Since 1999, New York’s Museum of Modern Art and its sister institution, the PS1 Contemporary Art Center has hosted the Young Architects Program (YAP) to design a temporary installation in the courtyards of PS1 in Queens, NY for their summer “Warm Up” parties. Every intervention has expanded upon the theme of the “Urban Beach.”
In 2008, 40 years after the Summer of ’68, we felt it was time for a new leisure revolution, one that creates a new symbol of liberation, knowledge, power and fun for today’s cities. Leaving behind the Urban Beach, our project became the Urban Farm — as a symbol of our generations’ preoccupations and hopes for a better and different future. As cities have finally proven their superiority over their suburban counterparts — in everything from quality of life to environmental impact — they should again become our much needed laboratories of experimentation.
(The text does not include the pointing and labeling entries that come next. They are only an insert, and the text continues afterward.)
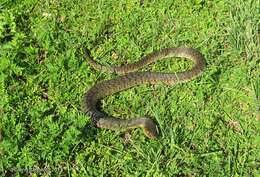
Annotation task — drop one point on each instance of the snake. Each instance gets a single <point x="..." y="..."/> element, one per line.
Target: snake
<point x="132" y="77"/>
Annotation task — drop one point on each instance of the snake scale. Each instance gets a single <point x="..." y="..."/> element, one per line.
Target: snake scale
<point x="131" y="79"/>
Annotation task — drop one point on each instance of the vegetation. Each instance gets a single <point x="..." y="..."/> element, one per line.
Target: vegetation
<point x="209" y="126"/>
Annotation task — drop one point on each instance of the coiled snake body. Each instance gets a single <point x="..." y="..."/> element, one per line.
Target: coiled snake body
<point x="109" y="87"/>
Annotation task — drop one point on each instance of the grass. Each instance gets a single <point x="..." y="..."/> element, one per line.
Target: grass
<point x="209" y="126"/>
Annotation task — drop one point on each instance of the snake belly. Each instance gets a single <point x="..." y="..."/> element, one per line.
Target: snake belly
<point x="133" y="78"/>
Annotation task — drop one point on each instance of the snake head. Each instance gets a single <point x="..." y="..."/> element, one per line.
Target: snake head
<point x="150" y="129"/>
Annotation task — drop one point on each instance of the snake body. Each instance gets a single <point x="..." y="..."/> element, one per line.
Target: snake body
<point x="131" y="79"/>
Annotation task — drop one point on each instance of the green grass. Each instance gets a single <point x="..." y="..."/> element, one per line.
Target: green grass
<point x="209" y="126"/>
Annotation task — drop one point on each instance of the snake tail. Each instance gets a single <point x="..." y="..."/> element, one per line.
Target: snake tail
<point x="130" y="79"/>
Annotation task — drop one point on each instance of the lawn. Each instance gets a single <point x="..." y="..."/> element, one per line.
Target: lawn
<point x="208" y="127"/>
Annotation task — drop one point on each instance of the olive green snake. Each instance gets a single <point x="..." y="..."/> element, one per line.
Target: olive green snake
<point x="131" y="79"/>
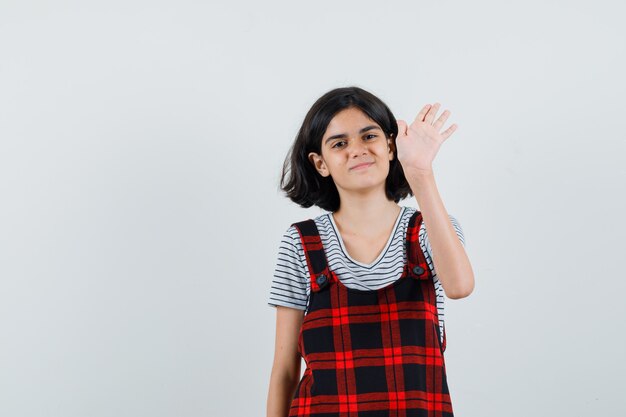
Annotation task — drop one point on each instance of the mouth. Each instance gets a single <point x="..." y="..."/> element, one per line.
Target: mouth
<point x="362" y="166"/>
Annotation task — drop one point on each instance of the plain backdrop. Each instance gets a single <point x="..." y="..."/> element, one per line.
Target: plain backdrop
<point x="141" y="144"/>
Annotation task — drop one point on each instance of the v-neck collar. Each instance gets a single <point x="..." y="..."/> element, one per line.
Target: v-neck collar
<point x="381" y="254"/>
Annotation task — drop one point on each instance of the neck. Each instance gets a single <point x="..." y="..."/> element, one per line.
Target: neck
<point x="365" y="215"/>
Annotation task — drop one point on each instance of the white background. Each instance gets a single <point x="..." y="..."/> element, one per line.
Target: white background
<point x="141" y="144"/>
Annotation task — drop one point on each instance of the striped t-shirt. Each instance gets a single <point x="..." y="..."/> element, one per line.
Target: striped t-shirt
<point x="291" y="283"/>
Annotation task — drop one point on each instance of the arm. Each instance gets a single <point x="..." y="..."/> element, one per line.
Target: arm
<point x="286" y="367"/>
<point x="451" y="261"/>
<point x="417" y="146"/>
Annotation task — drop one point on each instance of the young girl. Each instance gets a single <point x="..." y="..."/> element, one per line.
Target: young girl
<point x="355" y="288"/>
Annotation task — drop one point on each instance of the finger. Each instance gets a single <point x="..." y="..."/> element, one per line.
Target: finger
<point x="421" y="114"/>
<point x="431" y="113"/>
<point x="446" y="133"/>
<point x="441" y="120"/>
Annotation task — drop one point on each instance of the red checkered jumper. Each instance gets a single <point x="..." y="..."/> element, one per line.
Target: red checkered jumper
<point x="374" y="353"/>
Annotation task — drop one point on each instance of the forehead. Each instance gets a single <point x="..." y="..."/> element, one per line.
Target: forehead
<point x="348" y="120"/>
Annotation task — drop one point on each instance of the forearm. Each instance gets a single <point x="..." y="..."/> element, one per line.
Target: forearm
<point x="281" y="391"/>
<point x="451" y="262"/>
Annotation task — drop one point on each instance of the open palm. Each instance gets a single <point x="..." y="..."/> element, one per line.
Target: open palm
<point x="418" y="143"/>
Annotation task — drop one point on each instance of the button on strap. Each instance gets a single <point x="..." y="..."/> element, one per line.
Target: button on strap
<point x="321" y="280"/>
Channeling the last utopian architectural projects about the City that examined its potential, represented its promises of liberation, and captured its pleasures — from Superstudio’s Continuous Monument to Koolhaas’s Exodus — Public Farm 1 (P.F.1) is an architectural and urban manifesto to engage play and reinvent our cities, and our world, once again.
Stemming from the desire to both embrace the grid as organizing pattern for the urban farm and working with a structural material that would be recyclable and biodegradable, cardboard tubes were chosen as the primary building material. The tubes serve as planters, preassembled in a “daisy” pattern of six tubes arranged in a hexagon around a seventh central tube. The central tube alternates either as a “picking hole” to access the crops or a structural column, extending to the ground.
51 varieties of herbs, fruit and vegetables were selected to thrive in the urban environment and planted to bloom in succession throughout the summer. The plants are also organized by the “daisy pattern,” each daisy planted with a single species.
Each column is programmed to create a variety of experiences and interactions beneath the farm. These include a solar-powered juicer for fresh veggie cocktails, a periscope to provide close-up views of the fields, a towel column and a water-spouting column next to the pool, two columns joined together with a bench and enclosed by a curtain to provide privacy, a nighttime column of twinkling stars and cricket sounds and a solar-powered phone-charging column. In the smaller courtyard a series of experiential columns use video and sound to bring animal life to P.F.1
P.F.1 is completely off-grid. The solar power system consists of an array of eighteen photovoltaic modules to power all of P.F.1’s power loads — videos screens, speakers, lights, cell phone chargers and all of the irrigation pumps.
A drip irrigation system was designed to deliver a controlled amount of water to each planter-tube, fed by a cistern which collected more than 6,000 gallons of rainwater over the course of the summer.
Unbeknownst to MoMA, the “tool shed” we were building was actually a chicken coop! On the day of the opening we brought 6 mature chickens and a dozen peeping chicks. The chickens had the run of the grounds during the week and produced eggs all summer long.